How Americans’ ‘Tell It Like It Is’ Attitude Renders Us Vulnerable to Conspiracy Theories

Matrix-themed covid

(RNS) — As we enter the third month of the coronavirus lockdown, conspiracy theories about the coronavirus, and what will or won’t cure it, abound. There are the quick fixes hawked by the president, who has repeatedly promoted the unproven hydroxychloroquine as a treatment for COVID-19. There are the videos blaming a Chinese lab for releasing the virus, or saying that the pandemic was created by Bill Gates, or by Big Pharma to sell vaccines. There are the videos suggesting that the coronavirus doesn’t exist, that it’s all a hoax, that essential oils or other natural home remedies can prevent or treat what established medical trials currently can’t.

Matrix-themed covid

Image by Omni Matryx from Pixabay

Conspiracy theories are nothing new in the American cultural landscape, of course — particularly not in the era of the internet. Last week, The Atlantic published an in-depth look at perhaps the most influential conspiracy theory in America, the online community known as QAnon that has coalesced around the figure Q. It was Q, an individual or group of individuals, who first posted on the anonymous internet bulletin board 4Chan claiming to have proof that the media and political landscape was run by a cabal of Satan-worshipping pedophiles, including Hillary and Bill Clinton.

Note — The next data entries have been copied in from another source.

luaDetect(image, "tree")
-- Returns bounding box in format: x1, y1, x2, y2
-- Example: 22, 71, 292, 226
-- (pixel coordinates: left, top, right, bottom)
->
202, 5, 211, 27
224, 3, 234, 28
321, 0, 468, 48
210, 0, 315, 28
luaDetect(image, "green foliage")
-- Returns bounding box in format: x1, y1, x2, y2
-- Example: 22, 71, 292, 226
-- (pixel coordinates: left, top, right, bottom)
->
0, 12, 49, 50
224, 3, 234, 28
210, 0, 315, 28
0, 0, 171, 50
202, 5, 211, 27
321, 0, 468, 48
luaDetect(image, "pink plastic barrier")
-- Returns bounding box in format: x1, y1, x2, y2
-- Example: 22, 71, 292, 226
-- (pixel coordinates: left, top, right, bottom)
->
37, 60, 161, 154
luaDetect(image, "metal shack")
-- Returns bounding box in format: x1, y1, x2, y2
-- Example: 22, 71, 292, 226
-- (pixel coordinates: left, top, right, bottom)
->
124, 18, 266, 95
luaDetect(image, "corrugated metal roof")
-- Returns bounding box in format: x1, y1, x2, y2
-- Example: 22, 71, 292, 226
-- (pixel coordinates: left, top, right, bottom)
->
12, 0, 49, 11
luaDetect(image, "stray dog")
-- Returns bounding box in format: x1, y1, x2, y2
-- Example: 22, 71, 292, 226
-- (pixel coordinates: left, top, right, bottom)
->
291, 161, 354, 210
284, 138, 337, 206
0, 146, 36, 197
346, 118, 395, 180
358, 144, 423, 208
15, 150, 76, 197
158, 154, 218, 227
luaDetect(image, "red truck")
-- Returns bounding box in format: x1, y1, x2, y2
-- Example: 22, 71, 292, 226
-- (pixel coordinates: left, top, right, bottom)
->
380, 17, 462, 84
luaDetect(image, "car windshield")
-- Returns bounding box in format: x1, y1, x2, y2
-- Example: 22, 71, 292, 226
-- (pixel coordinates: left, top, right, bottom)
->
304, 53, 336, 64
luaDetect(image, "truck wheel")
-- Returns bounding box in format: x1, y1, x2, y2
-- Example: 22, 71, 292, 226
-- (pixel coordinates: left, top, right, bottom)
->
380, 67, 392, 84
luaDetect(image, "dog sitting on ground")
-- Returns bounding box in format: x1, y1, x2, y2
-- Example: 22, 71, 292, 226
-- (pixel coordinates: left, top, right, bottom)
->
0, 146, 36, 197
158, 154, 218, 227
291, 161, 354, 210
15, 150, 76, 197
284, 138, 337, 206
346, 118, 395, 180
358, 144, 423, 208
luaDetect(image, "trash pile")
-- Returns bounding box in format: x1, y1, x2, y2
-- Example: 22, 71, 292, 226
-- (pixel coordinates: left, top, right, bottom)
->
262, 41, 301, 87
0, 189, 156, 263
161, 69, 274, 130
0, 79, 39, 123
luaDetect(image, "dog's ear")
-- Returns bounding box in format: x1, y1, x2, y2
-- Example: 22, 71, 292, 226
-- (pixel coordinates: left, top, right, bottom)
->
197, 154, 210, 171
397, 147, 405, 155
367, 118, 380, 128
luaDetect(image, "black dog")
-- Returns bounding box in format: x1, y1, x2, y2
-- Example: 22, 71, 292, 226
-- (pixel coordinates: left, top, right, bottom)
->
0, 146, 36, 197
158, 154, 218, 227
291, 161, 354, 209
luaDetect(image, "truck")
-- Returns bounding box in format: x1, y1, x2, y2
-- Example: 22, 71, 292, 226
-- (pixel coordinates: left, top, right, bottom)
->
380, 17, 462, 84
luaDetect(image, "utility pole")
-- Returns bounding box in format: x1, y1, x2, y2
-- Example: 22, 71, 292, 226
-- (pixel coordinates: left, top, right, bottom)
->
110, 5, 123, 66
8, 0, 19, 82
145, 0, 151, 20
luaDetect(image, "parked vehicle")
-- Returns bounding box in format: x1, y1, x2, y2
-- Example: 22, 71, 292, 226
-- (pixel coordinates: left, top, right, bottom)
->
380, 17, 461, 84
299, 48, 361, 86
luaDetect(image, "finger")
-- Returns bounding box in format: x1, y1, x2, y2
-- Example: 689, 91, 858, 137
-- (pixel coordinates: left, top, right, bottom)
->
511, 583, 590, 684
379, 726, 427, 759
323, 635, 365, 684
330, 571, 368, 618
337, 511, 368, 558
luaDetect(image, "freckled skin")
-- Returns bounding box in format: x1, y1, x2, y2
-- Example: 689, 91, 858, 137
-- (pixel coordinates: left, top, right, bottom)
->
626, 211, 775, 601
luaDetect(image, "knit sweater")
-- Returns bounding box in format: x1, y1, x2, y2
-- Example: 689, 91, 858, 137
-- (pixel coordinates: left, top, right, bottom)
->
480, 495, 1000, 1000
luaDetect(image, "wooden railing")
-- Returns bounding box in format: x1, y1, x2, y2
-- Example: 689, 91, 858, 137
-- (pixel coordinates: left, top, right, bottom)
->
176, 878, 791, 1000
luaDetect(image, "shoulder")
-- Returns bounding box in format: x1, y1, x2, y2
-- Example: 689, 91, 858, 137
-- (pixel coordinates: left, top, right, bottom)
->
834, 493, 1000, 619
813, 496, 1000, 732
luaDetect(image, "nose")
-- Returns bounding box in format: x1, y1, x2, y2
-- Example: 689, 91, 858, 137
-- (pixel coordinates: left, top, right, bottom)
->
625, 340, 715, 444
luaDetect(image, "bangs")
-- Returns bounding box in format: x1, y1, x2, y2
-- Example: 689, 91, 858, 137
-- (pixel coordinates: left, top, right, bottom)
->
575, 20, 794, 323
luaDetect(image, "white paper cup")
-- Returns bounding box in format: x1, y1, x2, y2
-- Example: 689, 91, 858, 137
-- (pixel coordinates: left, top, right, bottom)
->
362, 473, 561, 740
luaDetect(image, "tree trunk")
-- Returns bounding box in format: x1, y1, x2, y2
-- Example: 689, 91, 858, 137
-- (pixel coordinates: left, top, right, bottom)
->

The claims that Q has made since, from the presence of a child sex ring in the basement of a D.C. pizza shop to the notion that Donald Trump feigned his collusion with Russia in order to help combat this shadowy cabal, are extreme, but nevertheless often make their way into the mainstream right-wing ecosystem, from Fox News to the president’s tweets.

America has been historically fertile soil for conspiracy theories. We are intuitionalist by nature, distrustful of institutions that would prescribe knowledge or behavior for us. From spiritualism to New Thought, the American religious landscape has been characterized by fads and phenomena that claim that inward truth and emotive authenticity are more authoritative than the creeds, facts or dogmas maintained by institutions.

The mythos of American self-making — that with the right amount of grit and cunning, the individual can determine his own truth and fate — lends itself to the view that civil bureaucracies and establishments, by contrast, are inherently sclerotic and corrupt: the information they provide automatically suspect.

This tendency can be glimpsed in the contrarian programs of investor and PayPal founder Peter Thiel, who founded and funded a Thiel Fellowship designed to coax promising would-be entrepreneurs to drop out of college and go straight into solitary startup life. It is this tendency, too, that underlies our collective obsession with “fake news” — and with alternative news outlets and conspiracy theorists, like Alex Jones, who claim to “tell it like it is” — in coded contrast to the wisdom of the establishment.

Conspiracy theories tie into a wider mistrust of civic life, combined with an optimistic belief that the individual is capable of “discovering” — through a cursory YouTube search or other research in the digital landscape — truths about the world order that the establishment is trying to hide.

This faith in online “truth” seems particularly a propensity of millennials and their successors. Almost 3 in 4 Americans under 30 believe that “people just look out for themselves” at least most of the time. As many as 71% say that most people “would try to take advantage of you if they got a chance.” Young adults are significantly more likely than seniors to say they distrust business leaders, religious leaders, the military or the police.

In the absence of faith in these institutional vanguards, intuitionalism makes all the more sense: If we cannot trust the people “in charge,” then we ourselves become the most reliable source of information, our gut the only entity we can be sure is not lying to us.

The failure of institutions to keep us safe in the current crisis and to garner public trust has rendered us all the more susceptible to the cacophony of the internet. It may be through incompetence, rather than malice. But the failures of the “deep state,” as QAnon terms the establishment, are exactly what make communities like QAnon thrive.

As our political leaders fail to provide Americans with adequate and sustainable guidance to cope with this pandemic, as our medical establishment has seemingly failed to yet provide us with adequate testing, a cure or even a full understanding of the disease, as we are told first that masks are unnecessary and then that they are required, our gut seems no more or less reliable than those whose wisdom we never had faith in to begin with.